SAWT BEIRUT INTERNATIONAL

| 24 May 2022, Tuesday |

Réunion du Conseil de sécurité israélien pour prendre décision à propos de la marche du drapeau à Jérusalem

Des sources sécuritaires israéliennes ont dévoilé mardi une proposition du Service de sécurité intérieure (ISA) aux dirigeants politiques sur la tenue de la marche des drapeaux sur la place du mur d’Al-Buraq à Jérusalem occupée.

Le Conseil de sécurité se réunit aujourd’hui pour adopter une résolution sur la marche, que les groupes juifs de droite ont réclamée jeudi prochain.
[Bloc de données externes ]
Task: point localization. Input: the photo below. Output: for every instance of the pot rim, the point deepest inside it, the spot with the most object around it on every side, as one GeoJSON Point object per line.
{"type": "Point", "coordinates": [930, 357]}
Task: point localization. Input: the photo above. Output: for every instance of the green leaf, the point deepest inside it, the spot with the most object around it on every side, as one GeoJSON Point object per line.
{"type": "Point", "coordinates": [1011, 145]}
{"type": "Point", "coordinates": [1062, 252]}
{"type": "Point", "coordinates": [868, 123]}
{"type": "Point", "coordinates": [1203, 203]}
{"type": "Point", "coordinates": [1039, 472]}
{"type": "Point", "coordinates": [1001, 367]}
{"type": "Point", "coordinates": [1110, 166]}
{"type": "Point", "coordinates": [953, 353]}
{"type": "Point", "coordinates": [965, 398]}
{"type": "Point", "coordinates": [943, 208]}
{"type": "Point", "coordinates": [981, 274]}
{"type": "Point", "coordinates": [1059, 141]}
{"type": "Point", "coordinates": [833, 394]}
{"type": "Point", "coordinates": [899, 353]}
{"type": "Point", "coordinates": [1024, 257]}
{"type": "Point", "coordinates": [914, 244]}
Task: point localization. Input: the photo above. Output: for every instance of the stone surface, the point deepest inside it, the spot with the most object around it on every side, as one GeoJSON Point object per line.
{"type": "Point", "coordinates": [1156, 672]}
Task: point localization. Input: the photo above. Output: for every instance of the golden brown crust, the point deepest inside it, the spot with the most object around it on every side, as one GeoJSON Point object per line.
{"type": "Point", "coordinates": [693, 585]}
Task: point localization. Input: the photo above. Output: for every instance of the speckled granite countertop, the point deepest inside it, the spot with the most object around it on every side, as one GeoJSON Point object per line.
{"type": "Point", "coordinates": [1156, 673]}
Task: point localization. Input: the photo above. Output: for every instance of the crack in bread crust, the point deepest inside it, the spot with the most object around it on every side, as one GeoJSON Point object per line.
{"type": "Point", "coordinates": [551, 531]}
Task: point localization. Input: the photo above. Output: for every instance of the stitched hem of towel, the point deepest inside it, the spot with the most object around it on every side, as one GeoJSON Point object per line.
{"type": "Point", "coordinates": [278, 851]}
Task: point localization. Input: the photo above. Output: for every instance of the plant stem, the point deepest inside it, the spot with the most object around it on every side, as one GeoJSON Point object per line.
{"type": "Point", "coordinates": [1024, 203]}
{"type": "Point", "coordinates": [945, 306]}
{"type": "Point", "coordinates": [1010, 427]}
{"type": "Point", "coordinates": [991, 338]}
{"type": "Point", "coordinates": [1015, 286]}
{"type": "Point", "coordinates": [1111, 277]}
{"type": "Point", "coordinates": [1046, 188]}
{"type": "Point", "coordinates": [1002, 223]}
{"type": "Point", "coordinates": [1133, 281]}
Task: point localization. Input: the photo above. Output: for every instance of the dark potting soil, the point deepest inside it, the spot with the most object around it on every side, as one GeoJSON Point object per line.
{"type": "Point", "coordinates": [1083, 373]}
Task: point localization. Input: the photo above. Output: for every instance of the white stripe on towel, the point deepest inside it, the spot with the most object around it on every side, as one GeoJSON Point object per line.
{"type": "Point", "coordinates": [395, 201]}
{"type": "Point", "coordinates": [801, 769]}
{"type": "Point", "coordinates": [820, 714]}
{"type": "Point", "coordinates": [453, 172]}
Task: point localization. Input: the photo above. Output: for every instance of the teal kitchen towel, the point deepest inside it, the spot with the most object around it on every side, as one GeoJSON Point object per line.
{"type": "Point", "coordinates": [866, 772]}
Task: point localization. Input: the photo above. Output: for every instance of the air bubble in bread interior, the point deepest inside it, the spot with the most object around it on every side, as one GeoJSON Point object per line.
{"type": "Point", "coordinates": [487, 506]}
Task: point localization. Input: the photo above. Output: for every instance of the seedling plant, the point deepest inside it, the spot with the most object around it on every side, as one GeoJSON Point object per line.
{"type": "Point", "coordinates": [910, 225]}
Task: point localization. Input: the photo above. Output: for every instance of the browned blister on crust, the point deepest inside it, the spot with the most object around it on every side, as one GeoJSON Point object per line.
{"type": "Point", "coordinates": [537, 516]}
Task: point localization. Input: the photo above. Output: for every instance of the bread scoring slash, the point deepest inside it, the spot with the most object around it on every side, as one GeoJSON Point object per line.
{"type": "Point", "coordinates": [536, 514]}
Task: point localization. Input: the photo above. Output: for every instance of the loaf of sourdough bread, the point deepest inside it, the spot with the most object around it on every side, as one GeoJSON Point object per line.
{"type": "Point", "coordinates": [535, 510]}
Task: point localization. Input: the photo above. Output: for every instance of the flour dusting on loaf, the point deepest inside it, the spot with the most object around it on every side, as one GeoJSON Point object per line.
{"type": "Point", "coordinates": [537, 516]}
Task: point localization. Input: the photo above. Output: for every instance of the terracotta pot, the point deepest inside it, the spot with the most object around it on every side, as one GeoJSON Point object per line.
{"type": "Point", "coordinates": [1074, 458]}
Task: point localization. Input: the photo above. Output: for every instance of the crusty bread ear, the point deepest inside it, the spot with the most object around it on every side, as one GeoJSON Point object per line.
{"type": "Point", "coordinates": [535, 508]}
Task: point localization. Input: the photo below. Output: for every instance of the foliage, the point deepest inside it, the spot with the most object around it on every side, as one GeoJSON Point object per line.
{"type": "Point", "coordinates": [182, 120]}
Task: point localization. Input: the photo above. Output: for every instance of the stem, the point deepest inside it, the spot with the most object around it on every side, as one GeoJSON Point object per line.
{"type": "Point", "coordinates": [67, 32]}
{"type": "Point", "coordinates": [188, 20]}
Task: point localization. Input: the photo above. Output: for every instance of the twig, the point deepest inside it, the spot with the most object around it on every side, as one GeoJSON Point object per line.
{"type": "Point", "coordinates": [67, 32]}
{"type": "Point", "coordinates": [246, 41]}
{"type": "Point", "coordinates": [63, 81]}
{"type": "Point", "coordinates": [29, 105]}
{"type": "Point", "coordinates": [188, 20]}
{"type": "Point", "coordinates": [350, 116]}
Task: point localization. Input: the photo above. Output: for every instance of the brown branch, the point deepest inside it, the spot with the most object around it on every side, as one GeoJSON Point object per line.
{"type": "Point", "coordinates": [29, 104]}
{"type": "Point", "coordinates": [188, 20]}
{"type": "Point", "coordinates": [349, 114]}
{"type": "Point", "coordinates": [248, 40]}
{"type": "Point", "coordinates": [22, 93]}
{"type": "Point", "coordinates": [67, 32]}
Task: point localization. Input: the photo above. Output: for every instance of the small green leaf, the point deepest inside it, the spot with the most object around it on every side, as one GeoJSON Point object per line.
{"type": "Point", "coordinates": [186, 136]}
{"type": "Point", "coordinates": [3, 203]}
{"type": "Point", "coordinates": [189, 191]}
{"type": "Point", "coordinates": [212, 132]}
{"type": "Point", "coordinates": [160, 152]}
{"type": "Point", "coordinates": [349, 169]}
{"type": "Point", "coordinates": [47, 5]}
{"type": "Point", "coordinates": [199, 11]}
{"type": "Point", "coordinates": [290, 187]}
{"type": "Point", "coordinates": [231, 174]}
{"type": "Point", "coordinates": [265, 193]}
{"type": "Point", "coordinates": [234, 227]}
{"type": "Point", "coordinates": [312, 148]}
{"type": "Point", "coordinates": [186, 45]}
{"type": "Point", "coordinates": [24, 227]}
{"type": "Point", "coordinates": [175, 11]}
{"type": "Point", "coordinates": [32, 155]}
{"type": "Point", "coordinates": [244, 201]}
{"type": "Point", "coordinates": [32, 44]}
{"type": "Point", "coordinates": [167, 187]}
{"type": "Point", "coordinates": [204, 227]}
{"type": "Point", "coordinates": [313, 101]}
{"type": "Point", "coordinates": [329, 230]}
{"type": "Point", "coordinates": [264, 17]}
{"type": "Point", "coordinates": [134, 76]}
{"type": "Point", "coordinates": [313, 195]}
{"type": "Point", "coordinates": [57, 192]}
Le Premier ministre israélien Benjamin Netanyahu avait demandé à l’inspecteur général de la police de fournir des alternatives et de fixer une date et un itinéraire pour que d’autres défilent.

Colère juive.

Des groupes d’extrême droite ont menacé d’organiser une mini-marche en passant par la vieille ville de Jérusalem occupée, selon une voie rejetée par la police israélienne.

Itmar Ben Ghafer, membre de la Knesset et membre du parti sioniste religieux d’extrême droite, a également menacé de pénétrer dans les cours de la sainte mosquée Al-Aqsa cet après-midi, affirmant qu’il jouissait de l’immunité parlementaire et qu’aucune loi ne l’obligeait à se coordonner avec la police israélienne.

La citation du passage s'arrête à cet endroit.